The paper introduces a novel methodology for machine reading comprehension, focusing on complex question answering (QA) tasks that require reasoning across multiple documents. Traditional QA systems have primarily serviced single-document tasks with limited capacity for integrating disparate information. In response, the authors propose an innovative framework utilizing Graph Convolutional Networks (GCNs) to amalgamate and reason over connections across multiple documents, enhancing the interpretive capacity of QA systems.

Key Contributions

  1. GCN-Based Entity Aggregation: The paper innovates by framing the QA task as an inference problem over a graph structure, where nodes represent entity mentions, and edges denote relationships such as coreference links. The proposed model leverages GCNs to propagate information across these graphs, thereby aligning with multi-hop reasoning requirements.
  2. Scalability and Efficiency: By avoiding recurrent document encoders, which are computationally intensive, the model enhances efficiency. It utilizes pre-trained contextual embeddings like ELMo for node representation, reducing the computational overhead and enabling scalability to more extensive and complex document collections.
  3. State-of-the-Art Results: Through empirical evaluation on the WikiHop dataset, the model establishes superior performance benchmarks, notably exceeding the results of existing solutions that primarily concatenate documents for reasoning.

Numerical and Empirical Insights

  • The Entity-GCN model records a substantial performance improvement over previous models, achieving an over 2% increase in accuracy on benchmark datasets.
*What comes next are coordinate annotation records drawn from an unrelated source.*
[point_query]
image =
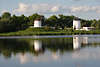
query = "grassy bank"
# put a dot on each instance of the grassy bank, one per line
(38, 31)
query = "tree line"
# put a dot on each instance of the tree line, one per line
(11, 23)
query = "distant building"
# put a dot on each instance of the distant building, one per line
(76, 25)
(37, 23)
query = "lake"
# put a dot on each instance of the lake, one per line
(50, 51)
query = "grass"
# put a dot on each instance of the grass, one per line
(42, 31)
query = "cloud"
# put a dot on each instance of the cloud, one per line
(22, 8)
(95, 9)
(4, 11)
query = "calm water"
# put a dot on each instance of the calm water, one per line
(50, 51)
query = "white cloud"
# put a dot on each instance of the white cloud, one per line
(85, 9)
(22, 8)
(4, 11)
(55, 9)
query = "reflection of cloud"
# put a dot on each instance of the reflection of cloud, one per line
(23, 58)
(87, 54)
(50, 8)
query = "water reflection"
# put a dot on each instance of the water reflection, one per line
(48, 49)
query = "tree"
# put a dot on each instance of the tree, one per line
(6, 15)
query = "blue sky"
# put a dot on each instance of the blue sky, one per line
(86, 9)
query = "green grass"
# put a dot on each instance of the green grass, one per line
(42, 31)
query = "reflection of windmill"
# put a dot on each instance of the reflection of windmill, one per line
(37, 45)
(76, 42)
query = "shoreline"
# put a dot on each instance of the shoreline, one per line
(30, 33)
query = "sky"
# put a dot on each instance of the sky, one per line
(86, 9)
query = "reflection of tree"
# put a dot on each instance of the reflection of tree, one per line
(14, 46)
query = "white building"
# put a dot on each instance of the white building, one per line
(37, 23)
(76, 24)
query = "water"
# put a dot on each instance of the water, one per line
(50, 51)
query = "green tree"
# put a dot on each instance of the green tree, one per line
(6, 15)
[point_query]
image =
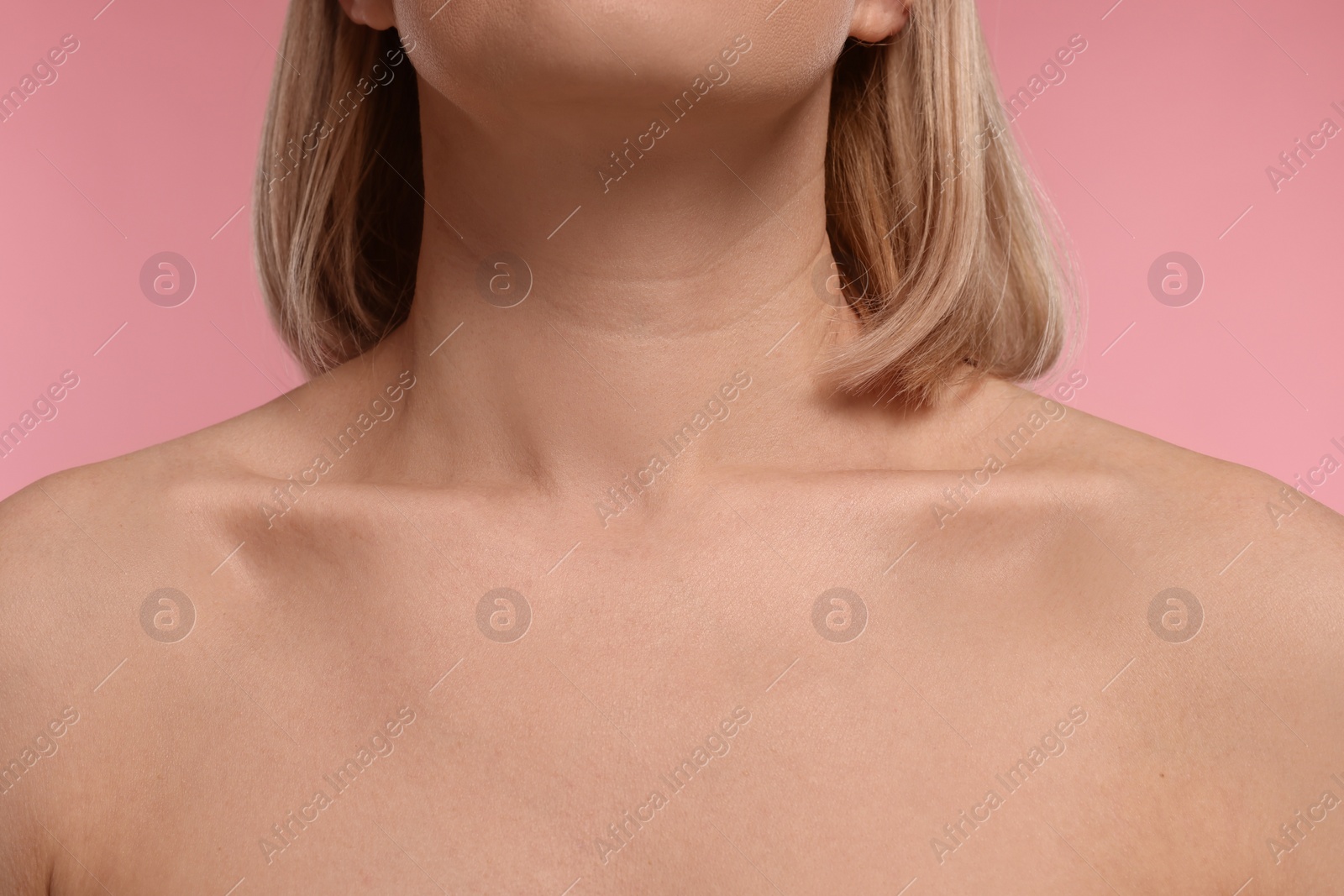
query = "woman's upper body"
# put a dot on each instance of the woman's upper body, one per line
(609, 589)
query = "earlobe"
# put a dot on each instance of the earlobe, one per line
(877, 20)
(375, 13)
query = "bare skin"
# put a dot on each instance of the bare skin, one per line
(832, 758)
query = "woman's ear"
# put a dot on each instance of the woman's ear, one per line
(375, 13)
(875, 20)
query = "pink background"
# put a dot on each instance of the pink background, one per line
(1156, 141)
Additionally, the ensemble model further elevates performance by approximately 3.6%.
  • Training efficiency is highlighted by the model's faster processing capabilities compared to other prevalent models like BiDAF, showcasing a fivefold decrease in training time under equivalent settings.
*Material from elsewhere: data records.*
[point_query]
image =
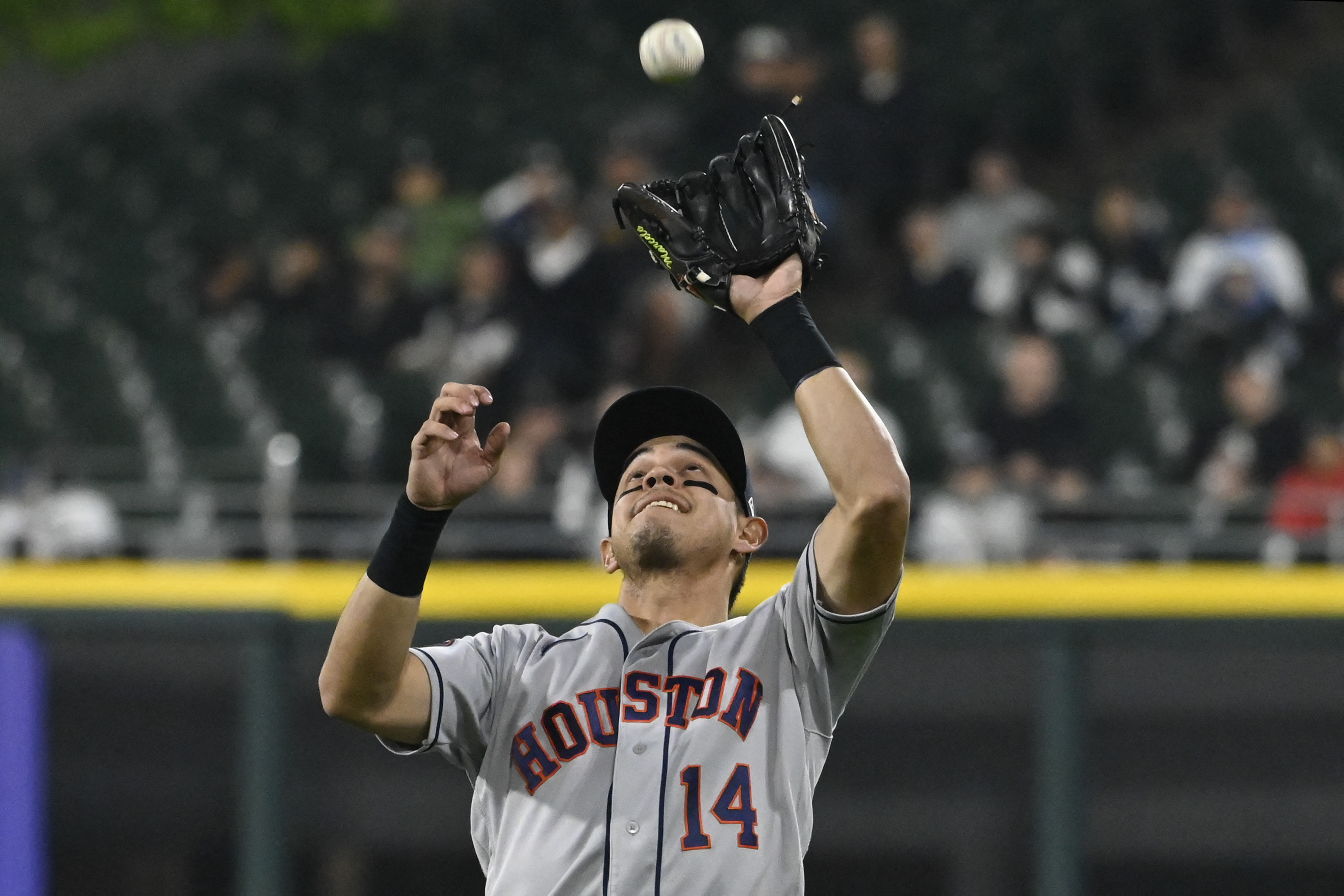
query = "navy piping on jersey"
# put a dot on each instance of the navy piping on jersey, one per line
(625, 645)
(663, 787)
(606, 843)
(562, 641)
(606, 847)
(439, 718)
Practical and Theoretical Implications

Practical applications are far-reaching, presenting a viable pathway for developing robust QA systems capable of tackling information synthesis from large-scale, heterogeneous document sources. Theoretically, the work underscores the potential of incorporating graph-based methods in NLP tasks that involve complex and multi-layered context comprehension.

Future Directions

The integration of graph-based methods within QA systems paves the way for further explorations into:

  • Enhancing Coreference Resolution: Improving the reliability of node connections, particularly through more advanced coreference resolution mechanisms.
  • Expanding Graph Relationships: Investigating more diverse relational embeddings within the graph to capture richer semantic interconnections among document entities.
  • Real-World Challenges: Applying these methods to diverse domains, such as legal or medical document analysis, where nuanced, multi-document reasoning is critical.

The paper offers a transformative approach to multi-document QA, laying foundational strategies for future research in graph-based reasoning systems.